Sri Lanka urges UN to study global inequality, failure to lift millions out of poverty

President Mahinda Rajapaksa of Sri Lanka. UN Photo/Sarah Fretwell

24 September 2013 – Citing his efforts to ensure that economic growth benefits all segments of society in his own country, Sri Lankan President Mahinda Rajapaksa today called on the United Nations to study the international community’s failure to improve the lot of the impoverished worldwide.

“According to World Bank projections, by 2015, Sub-Saharan Africa and Southern Asia will be home to approximately 40 per cent of the developing world's population living in extreme poverty,” he told the General Assembly on the first day of its annual General Debate, noting that commitment to the Millennium Development Goals (MDGs) had brought a real sense of hope.

“[Yet these projections] only diminish the sense of our optimism. It is fitting for the UN system to examine the causes for the failure in improving the lot of the deprived,” he said.

The year 2015 is the target date for achieving the MDGs, which seek to slash extreme hunger and poverty, boost access to health care and education, achieve gender equality and environmental stability, and reduce maternal and child mortality and the incidence of HIV/AIDS.

“Reflecting on the work of the UN, matters of a political nature have overridden the most basic issues, which affect the underprivileged and marginalized, who dominate world society,” Mr. Rajapaksa said, noting that while appreciable progress has been made on the MDGs, the results have been uneven among and within countries.

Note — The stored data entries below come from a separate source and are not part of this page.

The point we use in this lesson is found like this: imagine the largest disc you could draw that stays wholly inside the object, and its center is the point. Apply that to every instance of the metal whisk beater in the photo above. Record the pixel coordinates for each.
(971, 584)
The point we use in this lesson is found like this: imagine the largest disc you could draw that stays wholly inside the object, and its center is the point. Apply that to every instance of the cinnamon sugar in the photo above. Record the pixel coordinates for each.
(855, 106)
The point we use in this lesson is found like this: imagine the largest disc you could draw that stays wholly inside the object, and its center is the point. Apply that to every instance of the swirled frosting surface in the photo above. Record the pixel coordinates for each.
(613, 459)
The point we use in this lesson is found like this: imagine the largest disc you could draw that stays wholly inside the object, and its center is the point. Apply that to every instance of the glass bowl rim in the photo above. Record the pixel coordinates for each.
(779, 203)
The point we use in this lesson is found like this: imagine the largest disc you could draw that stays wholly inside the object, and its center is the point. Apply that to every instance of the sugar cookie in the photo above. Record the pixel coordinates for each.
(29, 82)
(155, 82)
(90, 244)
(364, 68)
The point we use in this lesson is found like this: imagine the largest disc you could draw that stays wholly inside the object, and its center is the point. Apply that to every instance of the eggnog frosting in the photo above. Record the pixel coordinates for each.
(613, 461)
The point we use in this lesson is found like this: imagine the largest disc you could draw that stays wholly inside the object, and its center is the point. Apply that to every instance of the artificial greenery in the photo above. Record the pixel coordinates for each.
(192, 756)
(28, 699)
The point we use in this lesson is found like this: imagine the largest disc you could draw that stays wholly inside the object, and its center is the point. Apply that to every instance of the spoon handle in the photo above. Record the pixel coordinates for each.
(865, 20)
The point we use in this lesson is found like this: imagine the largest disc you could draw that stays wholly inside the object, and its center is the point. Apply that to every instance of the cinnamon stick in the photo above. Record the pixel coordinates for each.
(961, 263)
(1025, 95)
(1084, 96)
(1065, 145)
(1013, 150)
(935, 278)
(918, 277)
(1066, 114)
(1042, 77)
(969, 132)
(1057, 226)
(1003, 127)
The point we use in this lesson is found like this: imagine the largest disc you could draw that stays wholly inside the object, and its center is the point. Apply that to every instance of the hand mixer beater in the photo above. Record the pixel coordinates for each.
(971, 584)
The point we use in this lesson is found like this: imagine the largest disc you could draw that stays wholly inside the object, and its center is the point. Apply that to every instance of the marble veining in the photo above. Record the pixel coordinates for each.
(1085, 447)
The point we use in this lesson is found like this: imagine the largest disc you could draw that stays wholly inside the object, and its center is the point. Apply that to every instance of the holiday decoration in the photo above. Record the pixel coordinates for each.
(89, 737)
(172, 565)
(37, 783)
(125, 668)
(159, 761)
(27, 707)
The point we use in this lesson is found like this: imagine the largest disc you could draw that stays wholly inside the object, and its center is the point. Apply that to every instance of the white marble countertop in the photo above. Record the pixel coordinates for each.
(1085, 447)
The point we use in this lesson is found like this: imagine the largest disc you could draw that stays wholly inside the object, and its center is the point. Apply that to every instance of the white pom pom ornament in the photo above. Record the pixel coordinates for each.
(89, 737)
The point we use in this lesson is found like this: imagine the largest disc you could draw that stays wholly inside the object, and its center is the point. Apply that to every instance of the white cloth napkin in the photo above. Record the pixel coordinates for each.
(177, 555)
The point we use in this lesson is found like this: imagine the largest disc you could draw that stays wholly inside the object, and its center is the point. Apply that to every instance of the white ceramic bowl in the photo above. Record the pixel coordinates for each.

With regard to Sri Lanka, he said his vision has been to distribute the benefits of growth across all segments of the population and prevent inequalities, social exclusion and adverse environmental effects.

He stressed that the post-2015 development agenda, the theme of this year’s 68th General Assembly, must have poverty eradication and accelerated growth in the developing world as its primary goals, but he pointed to the uneven playing field between developed and developing countries with regard to global warming gas emissions.

“Centuries of growth in advanced economies have left little carbon space for the developing world, challenging their growth,” he said. “The thin lines of balancing economic development and protection of the environment will remain a great challenge in future development policy-setting. “It is therefore critical that developed countries honour their commitments and compensate damage to the environment, on the basis of common but differentiated responsibilities.”

On other issues, Mr. Rajapaksa called for reform of international monetary and financial institutions to express the solid voice of the developing world, decried interference by some in the internal affairs of developing countries, called for a two-state solution to the Israeli-Palestinian conflict, and condemned the United States embargo against Cuba.

Meeting earlier with UN Secretary-General Ban Ki-moon, Mr. Rajapaksa exchanged views on the post-conflict situation in Sri Lanka and the country’s cooperation with the UN.

According to a readout of the meeting, the Secretary-General noted the Government’s latest efforts to conduct the provincial elections and to implement the recommendations of its Lessons Learnt and Reconciliation Commission. Mr. Ban also addressed the remaining challenges in reconciliation and emphasized the need for a more holistic approach.